Dr. Sidney Wolfe, senior adviser of the health research group at Public Citizen in Washington, recently published in the journal The BMJ an opinion article concerning the use of rosuvastatin, the best-selling statin drug in the United States. The study is entitled “Rosuvastatin: winner in the statin wars, patients’ health notwithstanding.”
Rosuvastatin, marketed by AstraZeneca as Crestor, is prescribed in combination with diet, exercise and weight-loss to reduce the risk of cardiovascular diseases and lower high cholesterol levels. In 2014, 22.3 million prescriptions of rosuvastatin were filled in the U.S.
According to Dr. Wolfe, rosuvastatin should be withdrawn from the market as the health benefits that it offers do not outweigh the harmful side effects found to be associated with it. Rosuvastatin was approved by the FDA in 2003 for lowering cholesterol, but only in 2010 did it gain approval for preventing cardiovascular diseases, namely for primary prevention of heart attacks and strokes. This approval was based on a clinical trial study (JUPITER) that raised some concerns because the treatment was stopped early and the participants enrolled only had low cholesterol levels and low C reactive protein levels (an indicator of inflammation). In 2003, three other statins – simvastatin, pravastatin and lovastatin – had already been approved to reduce cardiovascular risks.
“In addition to the evidence of clinical benefits for rosuvastatin being substantially less robust than for these three statins, there is increasing evidence that the drug also carries a higher risk of serious adverse effects.” noted Dr. Wolfe. The JUPITER study revealed that rosuvastatin treatment was linked to a 26% increase on the incidence of new onset diabetes in comparison with the placebo control group, a finding that was corroborated in other studies.

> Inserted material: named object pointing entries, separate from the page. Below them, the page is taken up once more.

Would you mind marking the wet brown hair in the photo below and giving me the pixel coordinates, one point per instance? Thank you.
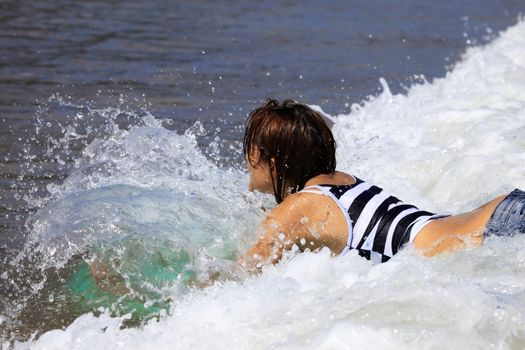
(294, 140)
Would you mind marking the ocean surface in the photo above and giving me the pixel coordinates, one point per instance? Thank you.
(120, 145)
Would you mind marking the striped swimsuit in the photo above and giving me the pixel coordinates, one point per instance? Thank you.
(378, 224)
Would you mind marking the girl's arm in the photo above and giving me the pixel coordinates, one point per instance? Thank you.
(299, 221)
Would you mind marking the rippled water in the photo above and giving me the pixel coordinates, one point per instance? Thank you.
(121, 144)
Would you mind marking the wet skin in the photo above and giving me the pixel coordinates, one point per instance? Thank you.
(313, 221)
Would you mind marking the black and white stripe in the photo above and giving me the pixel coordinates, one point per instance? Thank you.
(380, 224)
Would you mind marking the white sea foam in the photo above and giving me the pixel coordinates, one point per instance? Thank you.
(447, 145)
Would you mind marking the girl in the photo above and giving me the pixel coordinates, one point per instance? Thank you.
(290, 152)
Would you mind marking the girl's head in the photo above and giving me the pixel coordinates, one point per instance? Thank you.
(285, 145)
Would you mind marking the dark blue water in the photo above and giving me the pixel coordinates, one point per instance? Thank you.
(206, 61)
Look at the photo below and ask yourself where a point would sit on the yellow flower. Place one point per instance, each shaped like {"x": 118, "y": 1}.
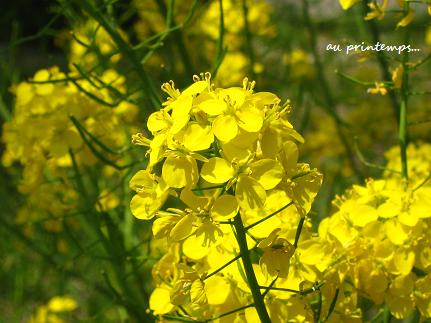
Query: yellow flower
{"x": 277, "y": 252}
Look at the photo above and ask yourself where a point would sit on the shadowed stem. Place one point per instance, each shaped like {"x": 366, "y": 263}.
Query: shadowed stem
{"x": 259, "y": 303}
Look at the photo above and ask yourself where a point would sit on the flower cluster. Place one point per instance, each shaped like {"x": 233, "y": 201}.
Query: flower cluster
{"x": 219, "y": 156}
{"x": 378, "y": 10}
{"x": 54, "y": 114}
{"x": 378, "y": 241}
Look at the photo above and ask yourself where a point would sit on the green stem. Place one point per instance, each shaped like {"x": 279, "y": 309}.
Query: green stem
{"x": 259, "y": 303}
{"x": 330, "y": 104}
{"x": 248, "y": 38}
{"x": 402, "y": 135}
{"x": 128, "y": 52}
{"x": 384, "y": 67}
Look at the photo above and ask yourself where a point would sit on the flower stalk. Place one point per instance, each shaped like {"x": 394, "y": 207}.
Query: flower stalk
{"x": 259, "y": 303}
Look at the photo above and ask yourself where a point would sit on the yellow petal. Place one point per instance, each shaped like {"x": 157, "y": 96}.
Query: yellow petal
{"x": 225, "y": 128}
{"x": 156, "y": 122}
{"x": 224, "y": 208}
{"x": 213, "y": 107}
{"x": 193, "y": 247}
{"x": 250, "y": 119}
{"x": 197, "y": 293}
{"x": 346, "y": 4}
{"x": 181, "y": 113}
{"x": 179, "y": 172}
{"x": 198, "y": 137}
{"x": 249, "y": 193}
{"x": 395, "y": 231}
{"x": 195, "y": 88}
{"x": 217, "y": 171}
{"x": 267, "y": 172}
{"x": 144, "y": 207}
{"x": 142, "y": 179}
{"x": 217, "y": 289}
{"x": 183, "y": 228}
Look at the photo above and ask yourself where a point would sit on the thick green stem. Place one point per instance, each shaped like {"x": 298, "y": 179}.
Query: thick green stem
{"x": 259, "y": 303}
{"x": 404, "y": 104}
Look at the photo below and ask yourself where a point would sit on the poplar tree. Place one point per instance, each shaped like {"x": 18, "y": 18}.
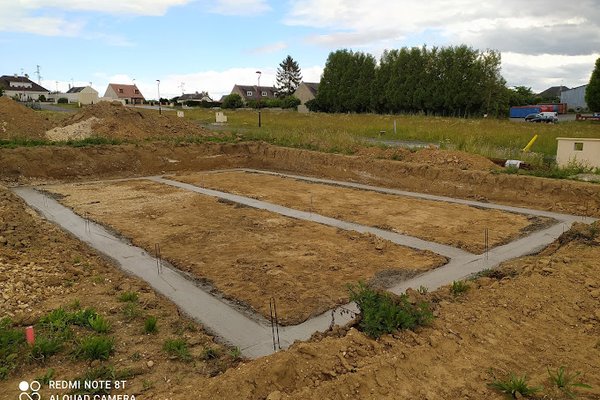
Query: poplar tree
{"x": 288, "y": 77}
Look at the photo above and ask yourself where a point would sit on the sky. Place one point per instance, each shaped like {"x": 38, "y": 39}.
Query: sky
{"x": 211, "y": 45}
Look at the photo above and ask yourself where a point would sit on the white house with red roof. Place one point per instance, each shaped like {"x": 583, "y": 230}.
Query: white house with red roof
{"x": 128, "y": 93}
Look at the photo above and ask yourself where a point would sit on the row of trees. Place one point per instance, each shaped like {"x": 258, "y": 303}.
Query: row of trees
{"x": 457, "y": 81}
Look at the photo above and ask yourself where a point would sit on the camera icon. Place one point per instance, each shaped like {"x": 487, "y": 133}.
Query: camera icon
{"x": 33, "y": 386}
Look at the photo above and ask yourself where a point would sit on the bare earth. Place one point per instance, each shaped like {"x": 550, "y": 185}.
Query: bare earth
{"x": 452, "y": 224}
{"x": 246, "y": 254}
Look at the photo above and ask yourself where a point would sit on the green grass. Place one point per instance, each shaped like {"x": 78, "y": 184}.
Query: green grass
{"x": 150, "y": 325}
{"x": 514, "y": 386}
{"x": 566, "y": 382}
{"x": 95, "y": 348}
{"x": 128, "y": 296}
{"x": 177, "y": 348}
{"x": 382, "y": 313}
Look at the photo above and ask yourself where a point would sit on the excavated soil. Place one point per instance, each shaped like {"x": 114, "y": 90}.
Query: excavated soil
{"x": 42, "y": 268}
{"x": 115, "y": 121}
{"x": 536, "y": 313}
{"x": 18, "y": 121}
{"x": 452, "y": 224}
{"x": 246, "y": 254}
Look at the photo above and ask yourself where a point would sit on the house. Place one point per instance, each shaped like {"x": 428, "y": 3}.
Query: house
{"x": 82, "y": 94}
{"x": 248, "y": 93}
{"x": 582, "y": 151}
{"x": 306, "y": 91}
{"x": 22, "y": 88}
{"x": 194, "y": 97}
{"x": 575, "y": 98}
{"x": 128, "y": 93}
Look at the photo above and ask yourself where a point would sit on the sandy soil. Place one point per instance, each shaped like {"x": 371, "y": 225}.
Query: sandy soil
{"x": 452, "y": 224}
{"x": 42, "y": 268}
{"x": 539, "y": 312}
{"x": 248, "y": 255}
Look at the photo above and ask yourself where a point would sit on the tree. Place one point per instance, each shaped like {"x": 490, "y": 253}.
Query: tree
{"x": 288, "y": 77}
{"x": 592, "y": 92}
{"x": 234, "y": 100}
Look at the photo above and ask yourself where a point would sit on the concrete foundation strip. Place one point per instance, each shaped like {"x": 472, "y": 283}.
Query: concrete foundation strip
{"x": 252, "y": 333}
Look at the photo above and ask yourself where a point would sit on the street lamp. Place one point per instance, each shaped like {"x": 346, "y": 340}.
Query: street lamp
{"x": 158, "y": 87}
{"x": 258, "y": 94}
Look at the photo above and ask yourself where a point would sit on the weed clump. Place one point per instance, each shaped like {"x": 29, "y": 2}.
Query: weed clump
{"x": 382, "y": 312}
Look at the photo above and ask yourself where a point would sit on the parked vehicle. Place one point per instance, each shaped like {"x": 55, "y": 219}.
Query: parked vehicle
{"x": 548, "y": 118}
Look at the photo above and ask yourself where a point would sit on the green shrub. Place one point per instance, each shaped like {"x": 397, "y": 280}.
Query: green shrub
{"x": 150, "y": 325}
{"x": 99, "y": 324}
{"x": 566, "y": 382}
{"x": 515, "y": 386}
{"x": 382, "y": 313}
{"x": 459, "y": 288}
{"x": 95, "y": 348}
{"x": 177, "y": 348}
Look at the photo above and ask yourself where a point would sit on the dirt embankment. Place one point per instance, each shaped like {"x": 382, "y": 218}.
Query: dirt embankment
{"x": 18, "y": 121}
{"x": 67, "y": 163}
{"x": 113, "y": 120}
{"x": 502, "y": 325}
{"x": 42, "y": 269}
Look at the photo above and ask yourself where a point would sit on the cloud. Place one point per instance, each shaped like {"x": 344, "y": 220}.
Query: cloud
{"x": 545, "y": 70}
{"x": 270, "y": 48}
{"x": 240, "y": 7}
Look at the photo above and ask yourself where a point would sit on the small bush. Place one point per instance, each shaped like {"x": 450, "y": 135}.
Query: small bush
{"x": 150, "y": 325}
{"x": 128, "y": 297}
{"x": 514, "y": 386}
{"x": 99, "y": 324}
{"x": 177, "y": 348}
{"x": 566, "y": 382}
{"x": 381, "y": 313}
{"x": 459, "y": 288}
{"x": 95, "y": 348}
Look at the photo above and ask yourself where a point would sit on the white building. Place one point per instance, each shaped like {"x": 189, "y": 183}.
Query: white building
{"x": 575, "y": 98}
{"x": 82, "y": 94}
{"x": 22, "y": 87}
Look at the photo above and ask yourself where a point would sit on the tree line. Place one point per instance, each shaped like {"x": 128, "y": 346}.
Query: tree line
{"x": 448, "y": 81}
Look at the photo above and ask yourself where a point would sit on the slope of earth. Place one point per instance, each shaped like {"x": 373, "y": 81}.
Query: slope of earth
{"x": 452, "y": 224}
{"x": 113, "y": 120}
{"x": 537, "y": 312}
{"x": 43, "y": 269}
{"x": 248, "y": 255}
{"x": 18, "y": 121}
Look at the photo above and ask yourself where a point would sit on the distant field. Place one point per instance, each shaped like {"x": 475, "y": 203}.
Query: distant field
{"x": 345, "y": 132}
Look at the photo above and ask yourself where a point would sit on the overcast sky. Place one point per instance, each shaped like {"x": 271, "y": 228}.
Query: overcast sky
{"x": 211, "y": 45}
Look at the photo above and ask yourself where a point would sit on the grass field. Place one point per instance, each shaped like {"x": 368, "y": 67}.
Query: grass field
{"x": 345, "y": 132}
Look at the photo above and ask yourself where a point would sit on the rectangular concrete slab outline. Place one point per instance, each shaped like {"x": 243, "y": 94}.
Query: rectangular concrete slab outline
{"x": 253, "y": 335}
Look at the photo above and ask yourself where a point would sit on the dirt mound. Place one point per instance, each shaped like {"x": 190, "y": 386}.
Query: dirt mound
{"x": 116, "y": 121}
{"x": 18, "y": 121}
{"x": 451, "y": 158}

According to Dr. Wolfe, even before rosuvastatin was approved by the FDA, serious problems had been identified, “Public Citizen opposed approval of rosuvastatin in 2003, and in 2004 it asked the FDA to ban the drug because of two serious adverse reactions,” which were rhabdomyolysis, a medical condition in which muscle tissue breaks down and is released into the bloodstream, and renal complications, namely proteinuria (excess of serum proteins in the urine) and hematuria (presence of red blood cells in the urine).

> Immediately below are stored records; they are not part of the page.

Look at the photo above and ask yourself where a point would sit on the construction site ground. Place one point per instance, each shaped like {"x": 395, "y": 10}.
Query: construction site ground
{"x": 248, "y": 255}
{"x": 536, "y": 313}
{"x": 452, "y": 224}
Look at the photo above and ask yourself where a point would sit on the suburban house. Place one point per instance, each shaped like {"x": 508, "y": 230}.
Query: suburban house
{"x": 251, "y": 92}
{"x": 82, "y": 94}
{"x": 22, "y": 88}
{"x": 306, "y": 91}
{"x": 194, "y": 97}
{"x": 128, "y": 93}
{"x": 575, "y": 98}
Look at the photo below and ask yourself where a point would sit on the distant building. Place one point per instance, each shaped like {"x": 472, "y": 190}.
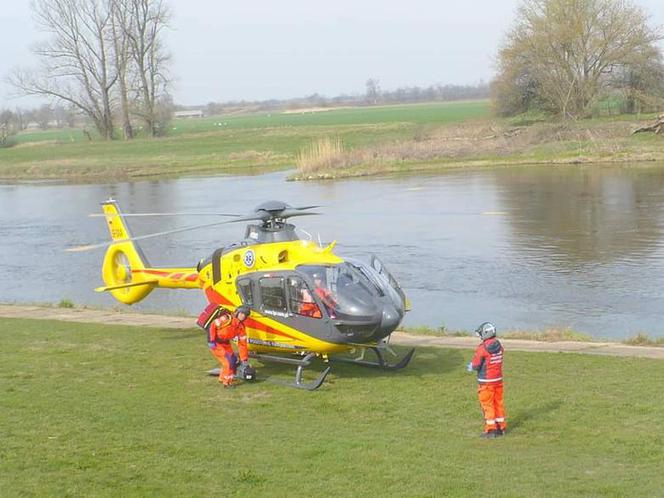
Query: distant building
{"x": 188, "y": 114}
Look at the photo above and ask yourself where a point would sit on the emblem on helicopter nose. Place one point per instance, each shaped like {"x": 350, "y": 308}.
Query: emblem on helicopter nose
{"x": 249, "y": 259}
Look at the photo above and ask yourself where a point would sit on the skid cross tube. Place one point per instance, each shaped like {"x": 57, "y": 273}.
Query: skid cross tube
{"x": 382, "y": 363}
{"x": 300, "y": 363}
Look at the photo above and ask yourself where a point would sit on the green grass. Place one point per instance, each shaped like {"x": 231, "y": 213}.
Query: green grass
{"x": 243, "y": 143}
{"x": 90, "y": 410}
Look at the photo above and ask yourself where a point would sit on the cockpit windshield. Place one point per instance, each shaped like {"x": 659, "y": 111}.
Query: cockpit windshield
{"x": 344, "y": 290}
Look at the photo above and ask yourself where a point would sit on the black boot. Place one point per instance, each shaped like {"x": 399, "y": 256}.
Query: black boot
{"x": 489, "y": 435}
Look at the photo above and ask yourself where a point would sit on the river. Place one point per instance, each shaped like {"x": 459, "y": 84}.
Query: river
{"x": 524, "y": 247}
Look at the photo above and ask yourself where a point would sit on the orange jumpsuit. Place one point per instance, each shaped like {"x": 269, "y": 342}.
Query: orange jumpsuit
{"x": 222, "y": 331}
{"x": 488, "y": 362}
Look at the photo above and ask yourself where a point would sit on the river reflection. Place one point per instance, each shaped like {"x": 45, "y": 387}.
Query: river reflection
{"x": 524, "y": 247}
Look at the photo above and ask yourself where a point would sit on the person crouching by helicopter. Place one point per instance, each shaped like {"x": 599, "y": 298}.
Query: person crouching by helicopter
{"x": 222, "y": 330}
{"x": 488, "y": 363}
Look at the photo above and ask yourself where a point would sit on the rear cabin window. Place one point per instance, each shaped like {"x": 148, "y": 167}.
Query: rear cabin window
{"x": 273, "y": 294}
{"x": 300, "y": 299}
{"x": 246, "y": 291}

“Given the evidence of more serious risks and less clinical benefit than other statins, how has the drug fared so well for so long?” asked Dr. Wolfe. He believes the answer lies in brand advertising and an efficacy in lowering cholesterol, “the milligram for milligram cholesterol lowering potency of rosuvastatin exceeds all others, a fact exploited in advertising campaigns. But what about actually improving health, preventing heart attacks and strokes?”
Dr. Wolfe believes that safety concerns regarding rosuvastatin were not considered when the drug was approved, this fact combined with a strong advertising campaign to prescribe and take rosuvastatin led to its success, despite its poorer clinical efficacy in comparison with other statins.
Rosuvastatin’s patent expires in 2016 and Dr. Wolfe is concerned that, similar to when other statins patents expired, the rise observed in generic prescriptions rapidly equals or even exceeds the original number of brand name prescriptions. He concludes that “for the sake of the public’s health, we must hope that the drug’s disadvantages will lead to a sharp decline in its use before next year.”
In response to Dr. Wolfe’s opinion article, a spokesperson from AstraZeneca said in a news release “Crestor is an effective treatment for lowering LDL-cholesterol and raising HDL-cholesterol, when compared to other statins, and it has been shown to slow the progression of atherosclerosis.” The company added that Crestor “has a well-established safety profile” and “is approved by health care authorities in over 109 countries and used by tens of millions of patients worldwide.”